One of the school’s famous graduates, Melinda French Gates, Class of 1982, is a longtime supporter of the school. The Bill & Melinda Gates Foundation provided the lead gift for the academy’s state-of-the-art science, math and technology center.

Each graduate is infused with the school’s motto, “Serviam.” Photos of graduating classes are displayed on the wall. 

One graduate, Joyce Meyer, Ursuline Class of 1970, is the current keeper of the archives. She graduated with a degree in Latin at the University of Texas while also studying Spanish. In addition, she is a paralegal for criminal courts in Tarrant County and a freelance proofreader. She emphasizes that her family is just one example of an Ursuline legacy among many.

Her mother, Jeanne Hickey, class of 1947, and her aunt, Class of 1940, and great-aunt, Class of 1922, are Ursuline pioneers. Meyer’s great-grandfather was a traveling salesman who came to Dallas from French Canada via Weatherford.
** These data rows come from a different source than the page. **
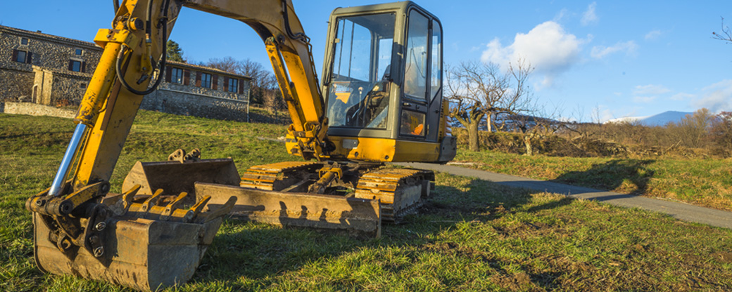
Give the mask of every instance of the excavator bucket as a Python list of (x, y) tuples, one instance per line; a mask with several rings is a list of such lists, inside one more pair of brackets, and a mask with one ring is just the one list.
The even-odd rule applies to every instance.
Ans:
[(197, 182), (199, 198), (211, 197), (209, 208), (236, 198), (231, 215), (239, 219), (282, 226), (346, 231), (359, 237), (378, 237), (381, 207), (378, 199), (343, 196), (285, 193)]
[(187, 192), (193, 200), (195, 198), (193, 185), (195, 182), (239, 185), (240, 181), (231, 158), (201, 159), (185, 163), (138, 161), (124, 178), (122, 191), (140, 185), (138, 196), (152, 195), (155, 190), (162, 188), (168, 193)]
[[(220, 208), (203, 212), (208, 198), (190, 208), (178, 208), (187, 193), (159, 204), (162, 190), (143, 202), (134, 202), (136, 185), (124, 195), (82, 207), (91, 214), (82, 219), (81, 237), (70, 238), (64, 217), (34, 212), (36, 264), (43, 272), (107, 281), (142, 291), (157, 291), (182, 284), (193, 275), (222, 223), (236, 202), (231, 198)], [(31, 198), (36, 203), (48, 196)], [(26, 207), (29, 206), (26, 204)], [(78, 245), (79, 238), (91, 245)]]

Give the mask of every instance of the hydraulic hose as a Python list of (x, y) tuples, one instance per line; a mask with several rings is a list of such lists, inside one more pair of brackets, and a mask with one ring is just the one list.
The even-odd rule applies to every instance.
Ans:
[[(145, 34), (148, 39), (149, 39), (150, 34), (152, 33), (151, 19), (152, 18), (152, 2), (153, 1), (152, 0), (149, 1), (149, 4), (147, 7), (147, 11), (146, 11), (148, 20), (145, 25), (146, 26)], [(163, 45), (166, 45), (168, 42), (168, 8), (170, 5), (170, 3), (171, 3), (170, 0), (165, 1), (165, 4), (163, 12), (163, 17), (160, 18), (160, 22), (162, 23), (163, 25), (163, 34), (162, 34)], [(167, 55), (168, 55), (167, 48), (163, 48), (163, 57), (160, 58), (160, 66), (158, 66), (159, 69), (158, 72), (160, 73), (157, 74), (157, 79), (155, 80), (155, 82), (154, 84), (153, 84), (152, 87), (148, 88), (144, 91), (140, 91), (137, 89), (132, 88), (132, 86), (130, 86), (130, 84), (127, 83), (127, 80), (124, 80), (124, 76), (122, 75), (122, 60), (124, 58), (124, 53), (126, 48), (127, 47), (123, 45), (122, 49), (119, 50), (119, 55), (117, 55), (117, 62), (115, 66), (115, 71), (117, 73), (117, 79), (119, 80), (119, 82), (122, 83), (122, 86), (124, 86), (127, 91), (130, 91), (130, 92), (139, 96), (146, 96), (152, 93), (153, 91), (155, 91), (155, 90), (157, 89), (157, 86), (160, 85), (160, 82), (163, 80), (163, 74), (165, 72), (165, 61), (167, 61)]]

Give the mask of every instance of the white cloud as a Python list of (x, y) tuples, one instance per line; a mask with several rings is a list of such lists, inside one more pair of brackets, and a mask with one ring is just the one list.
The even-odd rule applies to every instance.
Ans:
[(647, 85), (638, 85), (635, 86), (635, 90), (633, 91), (633, 94), (644, 95), (644, 94), (663, 94), (671, 92), (671, 90), (666, 88), (663, 85), (655, 85), (653, 84), (649, 84)]
[(671, 100), (682, 101), (682, 100), (684, 100), (684, 99), (693, 99), (695, 97), (696, 97), (696, 96), (695, 96), (693, 94), (684, 93), (683, 92), (679, 92), (679, 93), (676, 93), (676, 94), (674, 94), (673, 96), (671, 96)]
[(552, 20), (558, 23), (563, 18), (567, 17), (567, 13), (568, 11), (567, 10), (567, 8), (563, 8), (561, 10), (559, 10), (559, 12), (557, 12), (556, 15), (554, 15), (554, 19), (553, 19)]
[(568, 34), (559, 23), (547, 21), (526, 34), (518, 33), (513, 43), (504, 47), (494, 39), (483, 51), (481, 61), (493, 62), (505, 68), (508, 63), (524, 59), (543, 74), (545, 85), (550, 85), (554, 77), (567, 71), (578, 60), (580, 46), (585, 41)]
[(639, 104), (649, 104), (656, 99), (656, 96), (633, 96), (633, 101)]
[(732, 80), (724, 80), (702, 88), (702, 97), (692, 102), (713, 112), (732, 111)]
[(646, 40), (649, 41), (658, 39), (658, 37), (660, 36), (662, 34), (662, 33), (661, 32), (661, 31), (659, 31), (657, 29), (649, 31), (648, 34), (646, 34)]
[(600, 18), (595, 13), (595, 8), (597, 7), (597, 2), (592, 2), (587, 7), (587, 10), (582, 15), (582, 20), (580, 20), (583, 26), (597, 23), (600, 21)]
[(635, 50), (638, 50), (638, 45), (636, 45), (635, 42), (633, 41), (618, 42), (612, 47), (594, 46), (592, 47), (592, 52), (590, 53), (590, 55), (591, 55), (592, 58), (600, 59), (608, 55), (618, 52), (625, 52), (626, 55), (632, 55), (635, 53)]

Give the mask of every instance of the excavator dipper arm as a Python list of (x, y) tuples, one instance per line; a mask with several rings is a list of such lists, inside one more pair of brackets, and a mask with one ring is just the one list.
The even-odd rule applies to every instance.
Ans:
[(124, 0), (116, 5), (112, 28), (94, 38), (104, 51), (53, 182), (26, 204), (34, 213), (35, 257), (42, 270), (141, 290), (183, 283), (221, 217), (234, 207), (236, 198), (231, 198), (206, 212), (209, 199), (203, 197), (183, 208), (186, 193), (163, 203), (160, 190), (137, 201), (139, 185), (124, 194), (108, 194), (142, 99), (162, 78), (157, 74), (152, 81), (156, 70), (164, 72), (167, 37), (183, 6), (242, 20), (259, 34), (290, 110), (289, 134), (297, 137), (305, 158), (321, 157), (327, 130), (324, 103), (291, 0)]

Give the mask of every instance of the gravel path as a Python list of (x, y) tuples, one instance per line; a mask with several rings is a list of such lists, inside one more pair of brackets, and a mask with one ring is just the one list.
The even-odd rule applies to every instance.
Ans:
[(396, 164), (475, 177), (509, 187), (561, 193), (572, 198), (596, 200), (621, 207), (638, 207), (668, 214), (676, 219), (684, 221), (732, 228), (732, 212), (706, 208), (678, 201), (614, 193), (608, 191), (497, 174), (482, 170), (471, 169), (452, 165), (423, 163)]

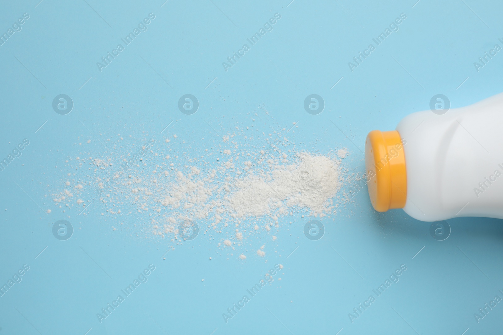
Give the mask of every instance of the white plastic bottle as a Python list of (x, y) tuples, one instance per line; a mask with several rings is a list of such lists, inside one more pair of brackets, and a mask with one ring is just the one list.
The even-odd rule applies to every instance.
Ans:
[(367, 185), (376, 210), (418, 220), (503, 218), (503, 93), (439, 114), (413, 113), (369, 133)]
He boarded his daughters at Ursuline from 1904 to 1906, but they did not graduate. He eventually built a two-story house on 40 acres at the corner of Lovers Lane and Preston Road. His next-door neighbor was where the Ebby Halliday office now stands. 

Meyer started archiving at Ursuline as a volunteer.  “We were dragging stuff out of people’s attics,” she says. The school is in the process of planning to digitize historical records.

“My family is very big on preserving the stories and history of Dallas,” Meyer says.

She points out a statue that came from France in 1874 and pictures of Ursuline Sisters in the convent. She has a box for each class. Meyer also organizes donated white graduation dresses going back to 1912. You can see them on mannequins displayed at the school during the month of May for graduation.

Says Meyer about Alice Hickey: “I firmly believe she was named after Alice Roosevelt, who was the Princess Diana of her time.”